Em jovens nada nos incomodava tanto. Agora um simples desencanto nos faz ir à cama.

Antes tínhamos sonhos a serem sonhados e convertidos em realidade. Já hoje a realidade nos mostra nua e crua que tudo passa. E nada fica além dos desenganos.

Uma vez criança as brincadeiras faziam parte de nossa doce infância. Hoje estas mesmas brincadeiras se transformaram em queixumes.

Ainda me lembro daquele senhor sendo amparado pelo neto. O jovem menino andava seguro. Conquanto seu avô claudicasse trôpego pela calçada.

Enquanto meu netinho corre a pernas desvairadas pelo jardim eu caminho preocupado com seu destino. Já que o meu, converteu-se em mais um desalento. Depois de todas as quedas que levei.

O que os anos fazem com a gente? São tantos os acidentes de percurso, que, se ficasse aqui, nomeando a todos, não sei a eternidade seria suficiente para nomeá-los um a um.

Nem precisa. Basta me olhar no espelho. Pra onde foram aqueles cabelos vastos? Aquela pele de pêssego? Agora são rugas e mais caminhos nesta face sulcada pela intempérie dos anos.

Ando pensando muito na velhice e na morte. Mas pra quê tanto? Se ela é o mais puro e cruel desencanto. A vida passa em seu sibilar constante.  Nós todos passaremos. A vida nos trata de forma cruel. Mas assim como estar velho faz parte dos anos, por não aceitar esses estragos que o viver trás? Vivendo a vida como ela é. Sem nos dobrarmos aos seus desencantos?

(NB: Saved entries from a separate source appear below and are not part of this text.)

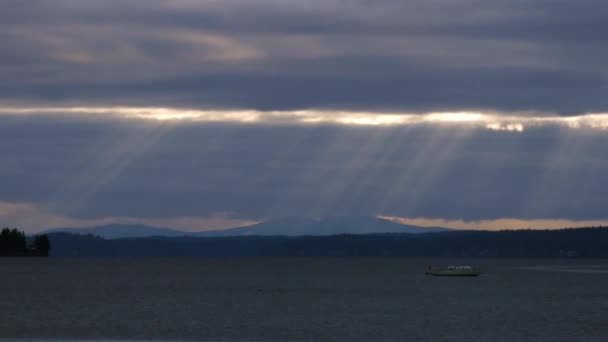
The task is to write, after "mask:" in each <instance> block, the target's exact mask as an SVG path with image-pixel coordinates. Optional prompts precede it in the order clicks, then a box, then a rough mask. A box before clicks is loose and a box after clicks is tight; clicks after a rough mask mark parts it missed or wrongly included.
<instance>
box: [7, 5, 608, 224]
mask: <svg viewBox="0 0 608 342" xmlns="http://www.w3.org/2000/svg"><path fill="white" fill-rule="evenodd" d="M606 17H608V4H607V3H605V2H604V1H600V0H580V1H569V0H568V1H564V0H537V1H529V0H484V1H481V0H411V1H396V0H385V1H363V0H353V1H338V0H323V1H319V0H310V1H292V0H283V1H270V0H221V1H202V0H201V1H195V0H174V1H157V0H131V1H129V0H127V1H125V0H120V1H118V0H106V1H86V0H28V1H21V0H4V1H2V2H0V42H1V43H2V44H1V45H0V224H2V225H10V226H17V227H19V228H22V229H24V230H26V231H28V232H35V231H39V230H42V229H45V228H50V227H58V226H89V225H97V224H104V223H111V222H132V223H145V224H151V225H156V226H168V227H174V228H180V229H185V230H205V229H214V228H226V227H233V226H239V225H243V224H249V223H253V222H258V221H261V220H266V219H270V218H275V217H284V216H292V215H295V216H310V217H322V216H328V215H378V216H383V217H387V218H390V219H392V220H395V221H400V222H406V223H415V224H421V225H444V226H451V227H457V228H492V229H496V228H528V227H532V228H554V227H563V226H575V225H579V226H580V225H599V224H608V186H607V185H608V147H607V146H608V96H607V95H608V43H606V38H605V32H608V21H606V20H605V18H606Z"/></svg>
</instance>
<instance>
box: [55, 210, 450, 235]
mask: <svg viewBox="0 0 608 342" xmlns="http://www.w3.org/2000/svg"><path fill="white" fill-rule="evenodd" d="M447 230H449V229H447V228H442V227H419V226H412V225H404V224H400V223H396V222H393V221H389V220H385V219H381V218H377V217H373V216H336V217H326V218H322V219H312V218H304V217H286V218H280V219H274V220H268V221H264V222H261V223H258V224H255V225H252V226H245V227H236V228H231V229H224V230H212V231H203V232H186V231H181V230H176V229H171V228H158V227H152V226H147V225H141V224H109V225H104V226H97V227H88V228H54V229H50V230H47V231H46V232H45V233H58V232H62V233H72V234H80V235H89V234H90V235H95V236H98V237H102V238H105V239H121V238H139V237H152V236H158V237H182V236H195V237H227V236H327V235H339V234H376V233H408V234H420V233H432V232H441V231H447Z"/></svg>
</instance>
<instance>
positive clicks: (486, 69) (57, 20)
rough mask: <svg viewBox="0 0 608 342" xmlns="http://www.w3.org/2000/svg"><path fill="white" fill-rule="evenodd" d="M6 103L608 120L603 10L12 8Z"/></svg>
mask: <svg viewBox="0 0 608 342" xmlns="http://www.w3.org/2000/svg"><path fill="white" fill-rule="evenodd" d="M0 6H1V9H2V11H0V13H2V14H0V16H1V20H0V27H2V33H1V34H0V35H1V36H2V41H3V42H4V45H3V47H2V49H1V50H0V60H2V62H3V63H2V67H0V78H2V79H3V80H8V82H3V85H2V86H1V87H0V99H4V100H5V101H8V100H13V101H14V100H19V101H26V102H32V101H41V100H42V101H60V102H79V101H80V102H87V103H90V102H98V103H102V102H108V101H109V102H114V103H122V104H125V103H127V104H138V105H142V104H146V105H148V104H152V105H160V104H165V105H167V104H170V105H183V106H207V107H239V108H242V107H246V108H257V109H297V108H311V107H322V108H371V109H374V108H375V109H386V108H397V109H400V110H405V111H428V110H437V109H445V108H452V109H454V108H456V109H479V108H483V109H496V110H529V111H547V112H557V113H564V114H573V113H584V112H588V111H605V110H606V108H607V107H608V103H607V100H606V97H605V96H604V94H605V93H606V91H607V90H608V89H607V87H608V86H607V78H606V70H607V67H608V65H607V64H606V62H605V61H606V60H608V48H607V47H606V45H605V44H603V40H602V39H603V36H602V33H603V32H606V31H608V27H607V24H606V22H605V21H604V20H602V18H604V17H605V14H606V12H607V11H608V6H606V5H605V4H604V3H603V2H601V1H580V2H576V3H572V2H570V1H535V2H533V3H531V2H529V1H508V2H507V1H498V0H495V1H483V2H480V1H469V0H459V1H415V2H411V1H409V2H402V1H382V2H373V3H369V2H366V1H354V2H347V3H345V2H340V1H323V2H321V1H312V2H306V3H301V2H280V3H277V2H270V1H257V2H249V1H223V2H198V1H178V2H164V1H158V2H157V1H145V2H144V1H117V2H115V1H106V2H103V3H99V2H89V1H78V2H74V1H54V2H50V1H31V2H29V1H28V2H27V3H23V2H15V3H13V2H9V3H7V2H4V3H3V4H2V5H0Z"/></svg>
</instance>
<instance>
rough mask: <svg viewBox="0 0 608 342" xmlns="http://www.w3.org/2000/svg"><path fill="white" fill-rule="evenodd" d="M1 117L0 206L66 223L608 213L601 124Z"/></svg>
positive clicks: (600, 213)
mask: <svg viewBox="0 0 608 342" xmlns="http://www.w3.org/2000/svg"><path fill="white" fill-rule="evenodd" d="M0 120H2V122H1V123H0V146H2V153H1V154H0V155H1V156H2V158H0V163H1V164H2V165H3V167H2V169H1V172H0V187H1V188H2V189H3V191H2V194H1V196H2V197H1V198H0V202H26V203H34V204H36V205H37V206H39V207H41V208H46V210H47V211H48V212H51V213H55V214H57V215H63V216H67V217H74V218H81V219H97V218H104V217H120V216H130V217H146V218H155V217H156V218H171V217H209V216H212V215H215V214H218V213H231V214H232V215H234V217H235V218H242V219H251V220H255V219H264V218H268V217H275V216H285V215H310V216H323V215H340V214H383V215H389V216H407V217H439V218H446V219H467V220H473V219H488V218H497V217H516V218H524V219H531V218H566V219H606V207H605V203H608V202H607V201H608V198H607V195H606V192H605V191H603V188H602V187H601V186H599V185H600V184H605V183H606V182H608V176H607V175H608V172H606V170H607V168H608V154H607V153H606V151H605V149H603V148H602V146H606V144H607V143H608V137H606V135H605V134H604V131H602V130H599V131H598V130H589V129H582V128H581V129H564V128H559V127H539V128H532V129H528V130H526V131H524V132H518V133H514V132H501V131H486V130H481V129H472V128H466V127H465V126H458V127H456V128H455V127H451V128H450V127H443V128H442V127H441V126H415V127H397V128H395V127H352V126H318V125H317V126H285V125H283V126H274V125H273V126H265V125H240V124H197V123H181V124H180V123H159V122H153V121H133V120H124V119H108V118H103V119H99V120H91V119H87V118H86V117H85V118H84V119H78V118H73V117H72V118H71V119H70V120H67V119H62V118H61V117H59V118H55V117H41V116H37V115H34V116H26V117H23V116H20V117H11V116H2V117H0Z"/></svg>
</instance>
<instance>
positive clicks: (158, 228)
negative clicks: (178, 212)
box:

Hoje, ao acordar, me olhei no espelho. Sorri ao que vi. E passei a não me importar com as mudanças que os anos fazem a nós mesmos. O que vai ser de mim a não sei quantos anos? O fim é a única certeza que sobrevive em meu âmago. Sujeito a todos os tropeços dos anos.

Que eles sejam pelo menos afáveis. Como a ternura do garoto que levava o avô pela calçada, num dia atrás, nem lembro quando.